In Example 3, with respect to Comparative Examples 1-2 and 7-9, the effect of polybutadiene C is obtained by blending silica.
In Example 4, compared with Comparative Examples 3 to 4, polybutadiene C is a rubber composition in which a silica compound and a mercapto silane coupling agent are combined, and a synergistic effect in performance is obtained.
In Comparative Examples 5 to 6, results are obtained in which the performance is biased outside the prescribed amount.

Claims (3)

A rubber containing 10 to 65 mass% of polybutadiene having a ratio of microstructure vinyl structure of 10% or more, and having a cis structure: trans structure ratio of 85:15 to 100: 0, and 35 to 90 mass% of polyisoprene rubber. A rubber composition for tires containing 5 to 150 parts by mass of silica having a nitrogen adsorption specific surface area of 40 to 400 m ² / g with respect to 100 parts by mass of the component. Furthermore, the rubber composition for tires of Claim 1 which contains 0.5-20 mass parts of coupling agents which have a mercapto group with respect to 100 mass parts of silica. The coupling agent containing a mercapto group includes a compound represented by the following formula (1) and / or a binding unit A represented by the following formula (2) and a binding unit B represented by the following formula (3). The rubber composition for tires according to claim 2, which is a compound coupling agent.

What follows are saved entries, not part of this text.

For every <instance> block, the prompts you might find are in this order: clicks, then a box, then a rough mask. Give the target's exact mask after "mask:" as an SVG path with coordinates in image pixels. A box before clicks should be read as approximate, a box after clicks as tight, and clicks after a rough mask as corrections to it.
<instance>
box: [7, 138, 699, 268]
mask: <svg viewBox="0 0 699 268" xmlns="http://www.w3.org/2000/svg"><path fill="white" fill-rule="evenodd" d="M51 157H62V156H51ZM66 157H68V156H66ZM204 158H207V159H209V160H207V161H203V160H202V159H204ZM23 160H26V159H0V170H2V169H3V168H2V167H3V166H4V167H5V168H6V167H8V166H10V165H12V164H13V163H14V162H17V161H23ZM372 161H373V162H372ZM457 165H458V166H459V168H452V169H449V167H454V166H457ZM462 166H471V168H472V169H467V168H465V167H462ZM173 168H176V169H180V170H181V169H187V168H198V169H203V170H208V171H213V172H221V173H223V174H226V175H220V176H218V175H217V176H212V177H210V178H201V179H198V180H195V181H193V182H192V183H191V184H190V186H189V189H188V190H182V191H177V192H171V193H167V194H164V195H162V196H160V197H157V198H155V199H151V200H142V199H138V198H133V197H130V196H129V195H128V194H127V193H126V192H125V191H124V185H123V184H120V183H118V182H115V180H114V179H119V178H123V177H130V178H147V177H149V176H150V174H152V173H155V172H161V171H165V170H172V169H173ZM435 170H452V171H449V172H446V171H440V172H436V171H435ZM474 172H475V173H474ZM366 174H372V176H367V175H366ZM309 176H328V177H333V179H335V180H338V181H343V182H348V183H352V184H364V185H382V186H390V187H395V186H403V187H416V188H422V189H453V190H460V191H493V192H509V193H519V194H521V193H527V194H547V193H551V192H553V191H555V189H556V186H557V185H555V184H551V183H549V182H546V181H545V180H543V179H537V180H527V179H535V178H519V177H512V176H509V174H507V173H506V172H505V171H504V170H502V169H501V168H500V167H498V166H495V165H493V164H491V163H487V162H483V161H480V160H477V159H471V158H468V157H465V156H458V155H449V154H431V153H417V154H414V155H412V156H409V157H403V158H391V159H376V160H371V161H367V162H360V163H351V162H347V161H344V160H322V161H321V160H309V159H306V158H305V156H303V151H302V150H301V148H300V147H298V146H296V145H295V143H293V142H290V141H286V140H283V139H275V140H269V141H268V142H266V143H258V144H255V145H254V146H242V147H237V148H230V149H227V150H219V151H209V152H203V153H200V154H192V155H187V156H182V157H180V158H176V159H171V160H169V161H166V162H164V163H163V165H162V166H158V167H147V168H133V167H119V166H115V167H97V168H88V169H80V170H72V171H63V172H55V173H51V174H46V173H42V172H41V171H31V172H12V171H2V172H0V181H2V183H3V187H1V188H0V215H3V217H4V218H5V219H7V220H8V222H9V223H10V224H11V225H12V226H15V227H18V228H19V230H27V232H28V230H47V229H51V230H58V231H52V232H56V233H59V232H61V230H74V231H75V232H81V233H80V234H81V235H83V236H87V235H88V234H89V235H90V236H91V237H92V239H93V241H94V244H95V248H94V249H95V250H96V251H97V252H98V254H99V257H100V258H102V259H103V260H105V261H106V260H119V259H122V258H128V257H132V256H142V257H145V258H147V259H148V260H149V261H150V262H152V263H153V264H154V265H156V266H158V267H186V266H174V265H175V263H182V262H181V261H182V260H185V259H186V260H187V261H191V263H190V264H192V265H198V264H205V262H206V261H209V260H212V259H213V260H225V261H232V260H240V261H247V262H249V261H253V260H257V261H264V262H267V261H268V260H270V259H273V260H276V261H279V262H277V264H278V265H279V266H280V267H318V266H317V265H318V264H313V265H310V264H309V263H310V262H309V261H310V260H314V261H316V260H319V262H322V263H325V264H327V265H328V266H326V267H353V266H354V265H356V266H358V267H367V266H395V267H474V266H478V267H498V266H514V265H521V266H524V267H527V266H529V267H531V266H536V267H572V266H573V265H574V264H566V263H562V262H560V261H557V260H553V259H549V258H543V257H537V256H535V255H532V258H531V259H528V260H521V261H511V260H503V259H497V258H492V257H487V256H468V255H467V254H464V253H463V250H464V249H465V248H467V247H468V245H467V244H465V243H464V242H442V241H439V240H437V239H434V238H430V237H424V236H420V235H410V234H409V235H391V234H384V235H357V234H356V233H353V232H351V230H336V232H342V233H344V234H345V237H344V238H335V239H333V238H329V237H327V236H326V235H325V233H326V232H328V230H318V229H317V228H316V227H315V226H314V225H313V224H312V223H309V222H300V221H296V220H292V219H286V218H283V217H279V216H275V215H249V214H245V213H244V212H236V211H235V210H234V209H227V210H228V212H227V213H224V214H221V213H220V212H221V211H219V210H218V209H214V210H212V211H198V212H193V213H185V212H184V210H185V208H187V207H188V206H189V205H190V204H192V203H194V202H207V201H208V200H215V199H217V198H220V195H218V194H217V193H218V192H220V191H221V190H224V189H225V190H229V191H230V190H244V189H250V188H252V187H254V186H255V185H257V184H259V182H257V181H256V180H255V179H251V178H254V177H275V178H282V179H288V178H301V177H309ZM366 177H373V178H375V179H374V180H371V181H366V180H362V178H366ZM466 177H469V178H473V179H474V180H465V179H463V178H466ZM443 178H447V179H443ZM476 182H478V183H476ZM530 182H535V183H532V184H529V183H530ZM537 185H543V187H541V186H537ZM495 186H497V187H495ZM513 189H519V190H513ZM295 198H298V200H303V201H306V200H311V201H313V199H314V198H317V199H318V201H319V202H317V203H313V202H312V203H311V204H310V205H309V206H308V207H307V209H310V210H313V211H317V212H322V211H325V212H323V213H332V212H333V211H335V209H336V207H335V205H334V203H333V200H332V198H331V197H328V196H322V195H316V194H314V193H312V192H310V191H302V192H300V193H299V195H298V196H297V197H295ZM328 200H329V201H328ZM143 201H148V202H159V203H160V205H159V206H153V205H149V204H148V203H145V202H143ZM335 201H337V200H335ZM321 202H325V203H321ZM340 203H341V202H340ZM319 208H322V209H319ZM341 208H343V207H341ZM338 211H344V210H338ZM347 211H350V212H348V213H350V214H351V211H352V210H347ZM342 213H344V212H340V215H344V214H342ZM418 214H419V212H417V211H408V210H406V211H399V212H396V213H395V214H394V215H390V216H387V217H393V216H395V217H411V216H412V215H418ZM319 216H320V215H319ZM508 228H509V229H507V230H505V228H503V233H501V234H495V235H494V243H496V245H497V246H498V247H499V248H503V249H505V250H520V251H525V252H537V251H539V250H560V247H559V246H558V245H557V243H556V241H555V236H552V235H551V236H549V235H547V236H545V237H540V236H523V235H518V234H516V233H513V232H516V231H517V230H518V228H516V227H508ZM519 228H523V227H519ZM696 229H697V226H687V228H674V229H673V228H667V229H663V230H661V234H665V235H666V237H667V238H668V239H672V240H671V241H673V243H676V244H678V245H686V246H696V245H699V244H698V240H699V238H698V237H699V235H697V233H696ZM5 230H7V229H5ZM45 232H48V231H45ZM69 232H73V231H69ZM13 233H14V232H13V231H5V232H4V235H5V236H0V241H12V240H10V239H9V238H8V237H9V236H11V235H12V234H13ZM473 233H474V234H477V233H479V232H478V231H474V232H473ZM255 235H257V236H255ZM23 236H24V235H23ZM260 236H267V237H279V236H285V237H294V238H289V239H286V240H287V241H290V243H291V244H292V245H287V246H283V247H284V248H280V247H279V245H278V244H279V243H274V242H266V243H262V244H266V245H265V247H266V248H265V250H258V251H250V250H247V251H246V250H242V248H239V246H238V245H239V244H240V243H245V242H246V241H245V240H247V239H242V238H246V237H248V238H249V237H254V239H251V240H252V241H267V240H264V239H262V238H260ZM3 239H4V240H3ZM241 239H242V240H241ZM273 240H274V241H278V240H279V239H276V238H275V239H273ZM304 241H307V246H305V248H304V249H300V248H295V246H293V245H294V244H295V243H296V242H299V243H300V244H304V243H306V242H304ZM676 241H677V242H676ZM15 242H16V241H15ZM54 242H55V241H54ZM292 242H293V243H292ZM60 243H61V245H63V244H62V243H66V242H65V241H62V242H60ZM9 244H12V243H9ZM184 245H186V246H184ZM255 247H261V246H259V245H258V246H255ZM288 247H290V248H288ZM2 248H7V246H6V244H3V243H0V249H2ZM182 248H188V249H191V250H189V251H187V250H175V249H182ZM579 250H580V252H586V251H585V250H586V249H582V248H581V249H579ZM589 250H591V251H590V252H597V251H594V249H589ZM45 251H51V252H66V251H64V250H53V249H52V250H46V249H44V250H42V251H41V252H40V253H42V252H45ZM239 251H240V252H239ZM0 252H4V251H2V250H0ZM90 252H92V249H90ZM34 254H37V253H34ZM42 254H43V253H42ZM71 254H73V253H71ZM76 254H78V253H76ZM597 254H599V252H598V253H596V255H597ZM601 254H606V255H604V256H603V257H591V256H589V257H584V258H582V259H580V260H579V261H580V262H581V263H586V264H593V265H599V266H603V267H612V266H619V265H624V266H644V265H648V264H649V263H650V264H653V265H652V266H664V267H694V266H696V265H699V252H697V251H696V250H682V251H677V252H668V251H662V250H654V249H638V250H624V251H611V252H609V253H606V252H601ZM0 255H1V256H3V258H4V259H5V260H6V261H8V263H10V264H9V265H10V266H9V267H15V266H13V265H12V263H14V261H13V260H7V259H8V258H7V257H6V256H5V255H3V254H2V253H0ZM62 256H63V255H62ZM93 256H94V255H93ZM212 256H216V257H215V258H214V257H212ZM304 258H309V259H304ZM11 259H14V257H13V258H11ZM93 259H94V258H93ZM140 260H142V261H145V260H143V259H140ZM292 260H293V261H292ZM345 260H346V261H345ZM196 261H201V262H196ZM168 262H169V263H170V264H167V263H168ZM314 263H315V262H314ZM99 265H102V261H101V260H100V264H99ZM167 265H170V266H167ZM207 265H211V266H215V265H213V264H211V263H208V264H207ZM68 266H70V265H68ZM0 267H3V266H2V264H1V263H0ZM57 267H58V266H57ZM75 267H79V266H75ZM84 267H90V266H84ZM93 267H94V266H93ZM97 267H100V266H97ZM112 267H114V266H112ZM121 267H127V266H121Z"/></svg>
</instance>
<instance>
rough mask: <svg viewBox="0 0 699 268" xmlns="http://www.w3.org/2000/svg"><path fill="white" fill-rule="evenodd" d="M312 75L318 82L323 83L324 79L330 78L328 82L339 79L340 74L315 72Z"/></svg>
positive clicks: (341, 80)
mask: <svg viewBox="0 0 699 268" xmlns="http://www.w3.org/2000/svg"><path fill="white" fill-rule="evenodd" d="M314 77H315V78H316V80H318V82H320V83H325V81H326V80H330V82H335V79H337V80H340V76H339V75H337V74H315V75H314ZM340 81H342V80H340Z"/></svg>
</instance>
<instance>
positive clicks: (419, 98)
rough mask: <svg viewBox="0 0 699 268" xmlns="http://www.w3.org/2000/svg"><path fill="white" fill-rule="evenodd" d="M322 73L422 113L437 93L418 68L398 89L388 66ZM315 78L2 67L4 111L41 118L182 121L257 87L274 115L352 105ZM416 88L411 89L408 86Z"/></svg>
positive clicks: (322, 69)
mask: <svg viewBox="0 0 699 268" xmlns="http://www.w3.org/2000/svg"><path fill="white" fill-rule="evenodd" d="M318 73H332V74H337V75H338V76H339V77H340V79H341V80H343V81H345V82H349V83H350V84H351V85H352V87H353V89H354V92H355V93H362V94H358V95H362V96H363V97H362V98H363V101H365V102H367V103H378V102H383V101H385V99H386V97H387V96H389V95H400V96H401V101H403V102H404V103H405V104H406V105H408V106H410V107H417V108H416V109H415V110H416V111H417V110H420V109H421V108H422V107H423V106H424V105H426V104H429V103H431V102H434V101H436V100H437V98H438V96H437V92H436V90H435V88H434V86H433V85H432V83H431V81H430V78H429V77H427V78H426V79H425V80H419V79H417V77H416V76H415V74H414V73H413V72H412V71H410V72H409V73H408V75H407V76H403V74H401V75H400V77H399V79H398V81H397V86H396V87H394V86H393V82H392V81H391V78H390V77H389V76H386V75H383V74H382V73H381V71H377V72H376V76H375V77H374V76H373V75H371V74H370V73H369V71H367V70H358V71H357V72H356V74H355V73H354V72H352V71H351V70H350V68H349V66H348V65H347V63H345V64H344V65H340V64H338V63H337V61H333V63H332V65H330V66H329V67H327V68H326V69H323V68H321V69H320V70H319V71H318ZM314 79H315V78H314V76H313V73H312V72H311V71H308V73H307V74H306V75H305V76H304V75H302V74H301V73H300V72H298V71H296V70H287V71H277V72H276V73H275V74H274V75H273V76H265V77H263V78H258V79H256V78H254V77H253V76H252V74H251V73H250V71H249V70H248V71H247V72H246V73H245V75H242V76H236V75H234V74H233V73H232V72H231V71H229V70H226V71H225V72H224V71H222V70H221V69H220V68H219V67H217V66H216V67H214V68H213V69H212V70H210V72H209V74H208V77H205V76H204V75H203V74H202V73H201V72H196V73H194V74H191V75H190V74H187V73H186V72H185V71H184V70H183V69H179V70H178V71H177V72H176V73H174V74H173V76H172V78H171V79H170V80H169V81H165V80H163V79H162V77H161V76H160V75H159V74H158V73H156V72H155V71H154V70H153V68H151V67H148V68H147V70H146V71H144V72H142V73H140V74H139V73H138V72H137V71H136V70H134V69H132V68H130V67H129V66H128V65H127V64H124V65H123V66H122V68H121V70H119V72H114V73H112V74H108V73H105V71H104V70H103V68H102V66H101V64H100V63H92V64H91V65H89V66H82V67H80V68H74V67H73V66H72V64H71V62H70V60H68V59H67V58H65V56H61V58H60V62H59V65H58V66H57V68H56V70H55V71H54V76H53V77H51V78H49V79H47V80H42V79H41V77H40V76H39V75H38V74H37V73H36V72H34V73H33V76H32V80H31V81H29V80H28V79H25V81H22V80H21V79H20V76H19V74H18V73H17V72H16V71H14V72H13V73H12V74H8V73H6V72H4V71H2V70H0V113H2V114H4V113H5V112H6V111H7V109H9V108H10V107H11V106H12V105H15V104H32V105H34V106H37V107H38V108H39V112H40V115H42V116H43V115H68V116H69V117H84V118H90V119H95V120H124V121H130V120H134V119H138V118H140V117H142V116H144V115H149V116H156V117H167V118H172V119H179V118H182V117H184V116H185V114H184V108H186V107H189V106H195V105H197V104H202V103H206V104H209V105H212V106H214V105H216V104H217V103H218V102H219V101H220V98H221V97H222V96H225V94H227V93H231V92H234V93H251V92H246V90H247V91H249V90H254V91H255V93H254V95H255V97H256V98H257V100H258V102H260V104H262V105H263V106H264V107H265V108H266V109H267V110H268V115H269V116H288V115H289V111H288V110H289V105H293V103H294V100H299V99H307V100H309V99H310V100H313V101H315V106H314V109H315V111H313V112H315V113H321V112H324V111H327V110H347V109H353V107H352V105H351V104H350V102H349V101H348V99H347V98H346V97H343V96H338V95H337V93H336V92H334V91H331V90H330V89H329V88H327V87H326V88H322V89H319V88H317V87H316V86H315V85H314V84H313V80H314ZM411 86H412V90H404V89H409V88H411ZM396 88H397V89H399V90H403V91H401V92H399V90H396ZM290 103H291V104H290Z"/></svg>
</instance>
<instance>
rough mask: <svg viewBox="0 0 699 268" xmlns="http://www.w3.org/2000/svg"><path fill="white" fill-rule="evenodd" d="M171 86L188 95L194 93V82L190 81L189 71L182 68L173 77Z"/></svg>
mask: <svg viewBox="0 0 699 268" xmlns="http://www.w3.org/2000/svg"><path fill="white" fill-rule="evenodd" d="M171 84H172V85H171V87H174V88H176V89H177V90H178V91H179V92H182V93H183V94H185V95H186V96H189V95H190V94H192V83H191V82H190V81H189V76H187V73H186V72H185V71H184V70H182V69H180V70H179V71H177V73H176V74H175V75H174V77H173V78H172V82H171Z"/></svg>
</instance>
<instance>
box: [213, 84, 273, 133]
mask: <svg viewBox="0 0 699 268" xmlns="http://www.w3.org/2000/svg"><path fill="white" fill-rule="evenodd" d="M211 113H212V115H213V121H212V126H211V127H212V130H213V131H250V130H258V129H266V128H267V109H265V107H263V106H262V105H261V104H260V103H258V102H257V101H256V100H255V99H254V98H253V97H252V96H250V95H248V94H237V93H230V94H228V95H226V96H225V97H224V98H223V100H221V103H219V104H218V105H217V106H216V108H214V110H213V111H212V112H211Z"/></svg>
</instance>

(In the formula (1), R ^{101 to} R ¹⁰³ are each a branched or unbranched C 1-12 alkyl group, a branched or unbranched C 1-12 alkoxy group, or —O— (R ¹¹¹ — O) _z- R ¹¹² (z R ¹¹¹ represents a branched or unbranched divalent hydrocarbon group having 1 to 30 carbon atoms. The z R ^{111 s} may be the same as or different from each other. ¹¹² represents a branched or unbranched alkyl group having 1 to 30 carbon atoms, a branched or unbranched alkenyl group having 2 to 30 carbon atoms, an aryl group having 6 to 30 carbon atoms, or an aralkyl group having 7 to 30 carbon atoms. Z represents an integer of 1 to 30.) R ^{101 to} R ¹⁰³ may be the same as or different from each other, and R ¹⁰⁴ has 1 to 6 carbon atoms which are branched or unbranched. Represents an alkylene group of

(In the formulas (2) and (3), R ²⁰¹ is hydrogen, halogen, branched or unbranched alkyl group having 1 to 30 carbon atoms, branched or unbranched alkenyl group having 2 to 30 carbon atoms, branched or unbranched. Or an alkyl group substituted with a hydroxyl group or a carboxyl group, and R ²⁰² represents a branched or unbranched C 1-30 alkylene group, branched or It represents an unbranched C2-C30 alkenylene group or a branched or unbranched C2-C30 alkynylene group, and R ²⁰¹ and R ²⁰² may form a ring structure.)